On 1/22/2019 2:31 PM, Zelphir Kaltstahl wrote:
If the terms procedures and functions in computing have no significant
difference, then why use two terms for the same thing, of which one is
already used in mathematics, enabling confusion to appear?
This would make a fine argument for not using the word "function" for
computing at all and keep to using the term "procedure" all the way.
That's what many older languages did - Fortran and Lisp being notable
exceptions, but they can be forgiven because they were the first
(abstraction able) programming languages, and their early users were
people who knew and understood the difference between computing and
mathematics.
In the world of syntax design, wholesale use of the term "function" -
*relatively* - is a new thing.
I disagree on one more point. It is not necessary to always remember
the low level character of code running on a machine, if the language
we are using abstracts it well and guarantees us, that there will not
be strange effects in all the relevant cases for our programs.
But a language CAN'T guarantee that there will not be effects -
"strange" or otherwise. Spectre attacks work even against code that is
correct WRT its programming language because languages either are
ignorant of - or are intentionally ignoring - side effects of those
fiddly little machine operations.
What I am relating to is:
> The computer abstraction of "applying a function" can only be stretched
> so far. Those fiddly little "steps" that approximate the function
can't
> legitimately be ignored: they consumed time and energy, and [barring
> bugs] in the end they gave you only an approximation - not an answer
Yes it can only be stretched that far (not infinite resources,
precision etc.), however, there are many situations, where I think the
stepwise nature can be legitimately ignored. I would say, if a
language is well designed and the interpreter / compiler and things in
between that run it are proven to be correct, I do not see, why we
should not ignore the stepwise nature of code execution. Why would it
be useful to look at that, provided our program is sufficiently
performant and does what we want?
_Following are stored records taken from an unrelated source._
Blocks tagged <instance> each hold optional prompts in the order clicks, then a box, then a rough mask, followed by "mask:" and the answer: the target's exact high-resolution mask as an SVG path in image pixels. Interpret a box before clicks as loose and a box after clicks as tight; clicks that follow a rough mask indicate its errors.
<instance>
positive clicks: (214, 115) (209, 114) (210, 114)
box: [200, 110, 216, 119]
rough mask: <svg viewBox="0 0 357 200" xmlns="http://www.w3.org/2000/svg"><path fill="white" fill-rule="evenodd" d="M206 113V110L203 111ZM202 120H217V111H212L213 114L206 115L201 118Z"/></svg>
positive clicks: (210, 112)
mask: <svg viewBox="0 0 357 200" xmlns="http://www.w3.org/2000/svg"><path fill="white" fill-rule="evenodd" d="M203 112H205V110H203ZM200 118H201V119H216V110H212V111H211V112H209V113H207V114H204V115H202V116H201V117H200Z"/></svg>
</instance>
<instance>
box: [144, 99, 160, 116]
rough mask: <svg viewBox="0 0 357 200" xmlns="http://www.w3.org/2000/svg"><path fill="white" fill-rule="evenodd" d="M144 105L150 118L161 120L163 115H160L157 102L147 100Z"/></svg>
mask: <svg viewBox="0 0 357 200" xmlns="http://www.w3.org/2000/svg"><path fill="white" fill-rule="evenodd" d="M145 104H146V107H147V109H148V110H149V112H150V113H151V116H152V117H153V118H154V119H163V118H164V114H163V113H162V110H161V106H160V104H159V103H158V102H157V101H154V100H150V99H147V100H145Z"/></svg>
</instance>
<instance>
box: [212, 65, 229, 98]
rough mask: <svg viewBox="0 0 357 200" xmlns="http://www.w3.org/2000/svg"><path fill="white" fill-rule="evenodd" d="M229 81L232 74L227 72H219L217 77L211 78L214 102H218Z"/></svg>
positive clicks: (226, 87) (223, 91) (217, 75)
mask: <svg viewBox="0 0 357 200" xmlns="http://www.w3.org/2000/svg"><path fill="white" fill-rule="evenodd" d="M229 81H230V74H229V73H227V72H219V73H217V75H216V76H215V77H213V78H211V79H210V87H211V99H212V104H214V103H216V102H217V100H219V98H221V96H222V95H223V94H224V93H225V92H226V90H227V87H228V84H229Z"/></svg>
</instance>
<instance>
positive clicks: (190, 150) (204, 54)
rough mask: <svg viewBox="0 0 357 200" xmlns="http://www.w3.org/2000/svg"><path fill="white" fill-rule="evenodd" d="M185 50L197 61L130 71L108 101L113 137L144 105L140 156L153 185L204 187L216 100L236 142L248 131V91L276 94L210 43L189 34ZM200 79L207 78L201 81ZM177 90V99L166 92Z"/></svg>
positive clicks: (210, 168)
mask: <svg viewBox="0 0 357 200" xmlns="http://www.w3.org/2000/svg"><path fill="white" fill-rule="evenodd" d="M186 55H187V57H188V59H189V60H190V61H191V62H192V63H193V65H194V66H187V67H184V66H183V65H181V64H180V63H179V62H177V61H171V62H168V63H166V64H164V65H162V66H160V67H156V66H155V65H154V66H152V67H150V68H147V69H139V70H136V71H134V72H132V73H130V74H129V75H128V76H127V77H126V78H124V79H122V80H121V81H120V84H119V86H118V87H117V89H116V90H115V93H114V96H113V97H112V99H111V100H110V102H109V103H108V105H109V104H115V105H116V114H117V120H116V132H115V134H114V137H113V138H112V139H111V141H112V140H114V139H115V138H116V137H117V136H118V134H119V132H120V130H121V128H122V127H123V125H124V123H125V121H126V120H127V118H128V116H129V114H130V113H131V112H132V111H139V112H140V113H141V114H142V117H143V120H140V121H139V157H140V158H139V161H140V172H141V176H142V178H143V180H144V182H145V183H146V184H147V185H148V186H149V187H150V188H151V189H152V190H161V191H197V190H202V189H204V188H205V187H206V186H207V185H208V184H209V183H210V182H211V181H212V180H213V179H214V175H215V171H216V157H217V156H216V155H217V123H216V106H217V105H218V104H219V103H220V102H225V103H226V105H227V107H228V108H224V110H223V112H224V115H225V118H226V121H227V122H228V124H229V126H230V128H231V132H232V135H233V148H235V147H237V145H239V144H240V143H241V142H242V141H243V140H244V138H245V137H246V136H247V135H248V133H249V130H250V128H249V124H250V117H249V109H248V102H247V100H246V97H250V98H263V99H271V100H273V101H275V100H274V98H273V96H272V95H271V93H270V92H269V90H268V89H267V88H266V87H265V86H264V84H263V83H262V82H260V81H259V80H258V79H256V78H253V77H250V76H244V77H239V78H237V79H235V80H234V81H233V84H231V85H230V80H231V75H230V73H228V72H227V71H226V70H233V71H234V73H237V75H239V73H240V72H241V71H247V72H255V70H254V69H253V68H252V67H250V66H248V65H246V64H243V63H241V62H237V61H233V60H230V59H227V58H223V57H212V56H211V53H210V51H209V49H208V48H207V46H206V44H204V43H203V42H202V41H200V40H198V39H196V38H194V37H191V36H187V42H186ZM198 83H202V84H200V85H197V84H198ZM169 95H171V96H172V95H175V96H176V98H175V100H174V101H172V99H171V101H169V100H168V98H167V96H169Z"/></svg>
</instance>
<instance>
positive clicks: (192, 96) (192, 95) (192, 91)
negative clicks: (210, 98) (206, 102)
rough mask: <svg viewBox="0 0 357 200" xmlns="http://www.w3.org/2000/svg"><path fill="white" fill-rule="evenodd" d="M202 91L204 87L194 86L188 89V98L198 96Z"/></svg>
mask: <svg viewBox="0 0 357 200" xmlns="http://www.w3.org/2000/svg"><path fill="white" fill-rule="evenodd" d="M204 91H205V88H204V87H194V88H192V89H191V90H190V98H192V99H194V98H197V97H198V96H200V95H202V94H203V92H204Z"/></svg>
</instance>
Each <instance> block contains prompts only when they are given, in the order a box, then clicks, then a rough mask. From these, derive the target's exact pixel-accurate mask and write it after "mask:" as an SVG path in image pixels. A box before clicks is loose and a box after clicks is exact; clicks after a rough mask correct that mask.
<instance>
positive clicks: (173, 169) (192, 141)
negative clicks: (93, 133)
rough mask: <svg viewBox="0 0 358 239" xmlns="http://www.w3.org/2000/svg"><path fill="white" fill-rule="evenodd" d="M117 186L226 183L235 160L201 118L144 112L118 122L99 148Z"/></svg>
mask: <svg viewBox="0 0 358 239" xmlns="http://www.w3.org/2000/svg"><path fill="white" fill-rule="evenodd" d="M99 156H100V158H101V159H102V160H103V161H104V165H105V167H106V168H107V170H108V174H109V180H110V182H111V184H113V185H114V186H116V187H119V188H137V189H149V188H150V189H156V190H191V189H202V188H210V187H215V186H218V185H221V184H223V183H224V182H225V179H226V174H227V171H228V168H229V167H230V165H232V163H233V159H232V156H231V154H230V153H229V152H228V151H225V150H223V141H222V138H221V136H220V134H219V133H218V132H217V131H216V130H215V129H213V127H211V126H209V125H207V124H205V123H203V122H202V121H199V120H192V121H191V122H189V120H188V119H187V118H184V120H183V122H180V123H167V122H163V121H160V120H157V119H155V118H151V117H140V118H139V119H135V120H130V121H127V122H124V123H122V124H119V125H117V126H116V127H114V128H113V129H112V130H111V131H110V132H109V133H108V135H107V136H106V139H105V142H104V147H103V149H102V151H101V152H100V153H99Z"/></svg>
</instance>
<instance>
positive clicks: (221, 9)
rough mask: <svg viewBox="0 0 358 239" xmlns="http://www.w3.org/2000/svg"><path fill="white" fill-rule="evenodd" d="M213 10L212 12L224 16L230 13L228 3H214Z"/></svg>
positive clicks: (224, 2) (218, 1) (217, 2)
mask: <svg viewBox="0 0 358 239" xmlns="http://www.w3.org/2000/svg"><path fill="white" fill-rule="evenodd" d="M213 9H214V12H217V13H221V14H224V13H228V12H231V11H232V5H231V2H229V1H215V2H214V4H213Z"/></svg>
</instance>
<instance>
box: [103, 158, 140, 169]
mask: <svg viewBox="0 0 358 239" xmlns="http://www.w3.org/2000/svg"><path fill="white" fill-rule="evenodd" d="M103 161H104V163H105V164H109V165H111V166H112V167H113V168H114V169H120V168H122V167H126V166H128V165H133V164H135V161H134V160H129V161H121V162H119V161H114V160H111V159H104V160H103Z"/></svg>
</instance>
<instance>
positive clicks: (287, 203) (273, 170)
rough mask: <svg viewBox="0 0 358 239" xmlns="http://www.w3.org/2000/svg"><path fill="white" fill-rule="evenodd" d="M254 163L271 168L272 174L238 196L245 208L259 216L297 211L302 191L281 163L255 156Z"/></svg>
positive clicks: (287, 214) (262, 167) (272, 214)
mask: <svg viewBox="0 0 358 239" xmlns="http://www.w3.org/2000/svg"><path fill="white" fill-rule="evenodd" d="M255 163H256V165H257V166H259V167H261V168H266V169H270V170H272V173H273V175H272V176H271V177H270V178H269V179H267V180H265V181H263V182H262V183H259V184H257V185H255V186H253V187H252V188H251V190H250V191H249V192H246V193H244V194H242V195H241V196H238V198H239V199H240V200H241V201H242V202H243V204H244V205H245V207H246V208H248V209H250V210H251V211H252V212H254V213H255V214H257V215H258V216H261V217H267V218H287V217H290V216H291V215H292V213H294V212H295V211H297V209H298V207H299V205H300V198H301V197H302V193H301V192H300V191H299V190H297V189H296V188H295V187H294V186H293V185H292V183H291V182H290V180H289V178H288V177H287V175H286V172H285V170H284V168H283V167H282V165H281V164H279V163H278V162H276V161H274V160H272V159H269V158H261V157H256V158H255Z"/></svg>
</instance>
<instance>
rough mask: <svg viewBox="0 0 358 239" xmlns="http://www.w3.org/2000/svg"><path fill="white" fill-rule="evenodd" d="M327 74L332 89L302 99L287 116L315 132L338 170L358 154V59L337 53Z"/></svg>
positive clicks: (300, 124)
Furthermore they often do give me an
answer. It may not always be the case for numbers, because of
precision and such things, but think of things like joining together
some strings, some constructs well defined in the language we use and
the result of such procedure call would be an answer and not only an
approximation.
I don't think it's a good idea to conflate the meaning of "function",
from my current level of experience at least ;)
The problem is that there are far more situations where the abstraction
leaks (or fails utterly) than there are situations where the abstraction
holds. That's why programming should be considered engineering rather
than science. [In truth, I think programming is more an art than an
engineering discipline, but that's a different discussion.]
As you noted, a major problem area is numerics. But it's more of a
problem than you realize. The average programmer today has had no math
beyond high school, and consequently most uses of floating point are
unstable and buggy. There is far too much code that works by
happenstance rather than by careful design.
In the past, it was true that more programs worked with strings (or
symbols) than with numbers, but that no longer is the case. Today,
numerically dominated programs vastly outnumber symbolically dominated ones.
There are quite a few CS scholars who think the default for safe
programming languages should be arbitrary precision, decimal
arithmetic. Rational arithmetic in Racket (and Scheme and Lisp)
similarly is safe, but the fractional representation is off-putting to
many people. Something more like BigFloat would be a more palatable
choice for the masses.
[1] You may (or not) remember that stock prices used to be quoted using
fractions: e.g., $42 ^3 /_8 . When online brokerages allowed the masses
to begin trading, stock pricing was changed to be in decimal units
because it was found that ordinary people found it too difficult to
compare prices expressed as fractions: e.g., is ^3 /_8 greater or less
than ^11 /_32 ?
[2] The tee shirt saying "5 out of 4 people have a problem with
fractions" is, unfortunately, not a joke.